In conventional systems dealing with vibration, the focus is on vibration isolation of equipment, or vibration control of structures. Such isolation systems generally have very low effective stiffness in the direction of the damping, or conversely relatively modest damping for high stiffness structures. Currently, it is challenging, or not possible in some instances, to create systems that efficiently combine high stiffness and high damping. Furthermore, conventional low stiffness isolation systems are not practical if there are weight and volume requirements, or when scalability is required to allow integration into other materials and structures.
Some new systems employ solid state damping materials such as piezoelectric and magnetostrictive materials. While these damping materials efficiently maintain the structural stiffness, they are usually costly, heavy, and brittle. Other prior systems do not posses sufficient control over microstructures to achieve high stiffness and damping over a wide, controlled set of operating conditions.

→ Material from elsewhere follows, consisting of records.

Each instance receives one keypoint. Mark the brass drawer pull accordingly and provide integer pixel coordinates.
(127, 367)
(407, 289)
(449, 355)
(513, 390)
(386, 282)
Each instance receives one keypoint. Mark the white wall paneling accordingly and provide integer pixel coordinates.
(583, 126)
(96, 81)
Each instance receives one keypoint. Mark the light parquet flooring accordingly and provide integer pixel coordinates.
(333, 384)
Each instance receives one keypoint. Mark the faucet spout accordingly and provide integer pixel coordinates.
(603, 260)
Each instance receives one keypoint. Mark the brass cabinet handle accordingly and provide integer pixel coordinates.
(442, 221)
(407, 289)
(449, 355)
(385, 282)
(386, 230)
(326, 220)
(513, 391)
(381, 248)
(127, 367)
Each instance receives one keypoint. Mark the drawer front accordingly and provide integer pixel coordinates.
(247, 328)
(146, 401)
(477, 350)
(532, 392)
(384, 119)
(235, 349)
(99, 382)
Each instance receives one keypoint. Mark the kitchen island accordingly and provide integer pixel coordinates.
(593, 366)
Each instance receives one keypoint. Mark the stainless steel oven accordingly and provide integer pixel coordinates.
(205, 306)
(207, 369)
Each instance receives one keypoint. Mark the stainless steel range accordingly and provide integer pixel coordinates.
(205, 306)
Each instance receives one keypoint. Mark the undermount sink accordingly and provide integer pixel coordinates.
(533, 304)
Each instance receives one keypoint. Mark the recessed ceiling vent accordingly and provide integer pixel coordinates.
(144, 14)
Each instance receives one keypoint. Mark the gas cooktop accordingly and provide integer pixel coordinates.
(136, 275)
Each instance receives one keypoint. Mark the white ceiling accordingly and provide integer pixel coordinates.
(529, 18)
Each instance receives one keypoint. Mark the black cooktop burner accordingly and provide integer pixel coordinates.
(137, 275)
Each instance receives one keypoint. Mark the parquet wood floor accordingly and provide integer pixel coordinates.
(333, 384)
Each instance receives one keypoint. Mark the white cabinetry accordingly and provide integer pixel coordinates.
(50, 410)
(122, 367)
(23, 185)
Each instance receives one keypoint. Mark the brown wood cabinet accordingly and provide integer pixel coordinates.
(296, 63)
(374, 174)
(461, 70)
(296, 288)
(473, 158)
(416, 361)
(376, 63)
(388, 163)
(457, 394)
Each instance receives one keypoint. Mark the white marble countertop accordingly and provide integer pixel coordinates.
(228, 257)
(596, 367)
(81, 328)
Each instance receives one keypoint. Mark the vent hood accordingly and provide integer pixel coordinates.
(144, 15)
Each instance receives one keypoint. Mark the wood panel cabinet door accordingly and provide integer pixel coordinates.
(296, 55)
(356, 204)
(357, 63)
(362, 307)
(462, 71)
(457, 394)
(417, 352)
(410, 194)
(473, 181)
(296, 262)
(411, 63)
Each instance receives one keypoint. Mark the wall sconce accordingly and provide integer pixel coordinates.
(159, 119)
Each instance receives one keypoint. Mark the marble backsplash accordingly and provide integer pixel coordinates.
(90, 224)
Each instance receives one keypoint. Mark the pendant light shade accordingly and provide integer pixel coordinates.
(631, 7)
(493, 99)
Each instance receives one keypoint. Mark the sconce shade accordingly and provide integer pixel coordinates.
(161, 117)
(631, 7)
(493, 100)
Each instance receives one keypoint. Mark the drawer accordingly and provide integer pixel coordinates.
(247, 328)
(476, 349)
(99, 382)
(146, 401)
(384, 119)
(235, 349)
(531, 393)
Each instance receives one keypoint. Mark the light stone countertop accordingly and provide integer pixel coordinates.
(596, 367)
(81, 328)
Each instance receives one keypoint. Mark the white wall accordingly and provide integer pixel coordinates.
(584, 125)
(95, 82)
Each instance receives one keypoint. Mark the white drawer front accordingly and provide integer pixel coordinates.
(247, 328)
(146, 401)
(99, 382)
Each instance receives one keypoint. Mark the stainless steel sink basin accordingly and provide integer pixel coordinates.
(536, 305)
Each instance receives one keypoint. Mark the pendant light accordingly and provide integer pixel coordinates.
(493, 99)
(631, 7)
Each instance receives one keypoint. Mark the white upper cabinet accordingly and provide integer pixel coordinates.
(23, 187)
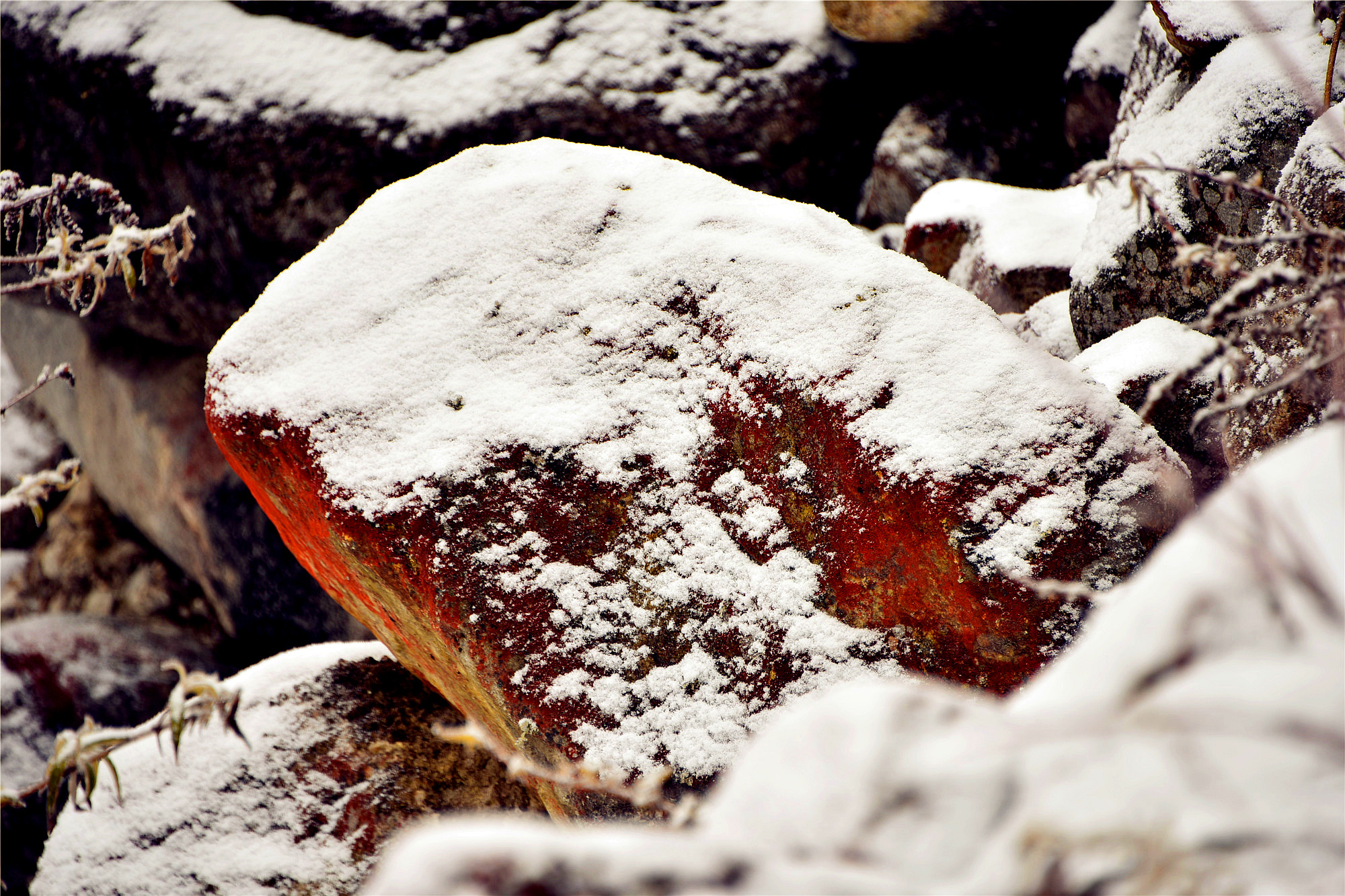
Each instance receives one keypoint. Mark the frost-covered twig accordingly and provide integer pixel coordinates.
(34, 489)
(76, 263)
(48, 374)
(1303, 302)
(646, 792)
(77, 755)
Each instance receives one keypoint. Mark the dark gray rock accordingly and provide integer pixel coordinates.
(1238, 112)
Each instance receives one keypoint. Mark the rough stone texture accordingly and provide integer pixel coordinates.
(1188, 741)
(135, 423)
(342, 756)
(272, 159)
(1047, 326)
(1132, 361)
(1005, 245)
(1315, 181)
(477, 575)
(1097, 79)
(57, 669)
(1237, 112)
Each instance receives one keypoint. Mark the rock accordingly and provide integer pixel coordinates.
(1005, 245)
(89, 561)
(896, 22)
(412, 25)
(1239, 114)
(1188, 740)
(976, 123)
(683, 454)
(1097, 77)
(1139, 357)
(57, 669)
(342, 756)
(1315, 182)
(135, 421)
(1047, 326)
(275, 149)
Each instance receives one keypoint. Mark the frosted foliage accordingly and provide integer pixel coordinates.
(1149, 349)
(224, 818)
(225, 64)
(1218, 118)
(1188, 741)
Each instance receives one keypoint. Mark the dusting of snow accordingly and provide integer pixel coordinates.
(1047, 326)
(568, 339)
(1109, 44)
(1187, 741)
(1149, 349)
(1217, 119)
(243, 838)
(1011, 228)
(225, 64)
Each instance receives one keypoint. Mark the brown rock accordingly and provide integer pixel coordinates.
(645, 486)
(135, 423)
(342, 756)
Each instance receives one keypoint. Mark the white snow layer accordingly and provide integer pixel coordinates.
(1245, 84)
(1188, 741)
(1109, 44)
(1149, 349)
(1011, 228)
(225, 64)
(513, 295)
(1047, 326)
(241, 836)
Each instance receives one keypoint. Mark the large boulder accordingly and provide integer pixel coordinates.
(601, 440)
(1005, 245)
(1188, 741)
(1213, 96)
(135, 423)
(1281, 342)
(276, 130)
(341, 756)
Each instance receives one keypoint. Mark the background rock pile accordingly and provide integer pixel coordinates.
(556, 573)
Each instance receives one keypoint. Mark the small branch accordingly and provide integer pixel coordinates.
(646, 792)
(44, 378)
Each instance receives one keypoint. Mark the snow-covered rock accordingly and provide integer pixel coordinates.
(276, 130)
(137, 425)
(1242, 112)
(601, 440)
(1315, 182)
(340, 756)
(1132, 361)
(1047, 326)
(1005, 245)
(1190, 740)
(1097, 77)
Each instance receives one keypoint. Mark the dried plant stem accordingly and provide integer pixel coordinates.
(646, 792)
(48, 374)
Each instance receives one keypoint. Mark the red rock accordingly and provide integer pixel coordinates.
(602, 442)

What is needed is an efficient shock absorber and vibration damper that has superior damping performance, scalable manufacturing, light-weight design, and good structural strength. What is also needed is a lighter weight, more controllable shock absorber/vibration damper that works over a broad range of temperatures and strain spaces. Further, what is needed is the capability to create engineered responses to application loads that can be designed optimally for a variety of loading situations. What is needed in some applications is a structure that is capable of high stiffness in the direction of damping.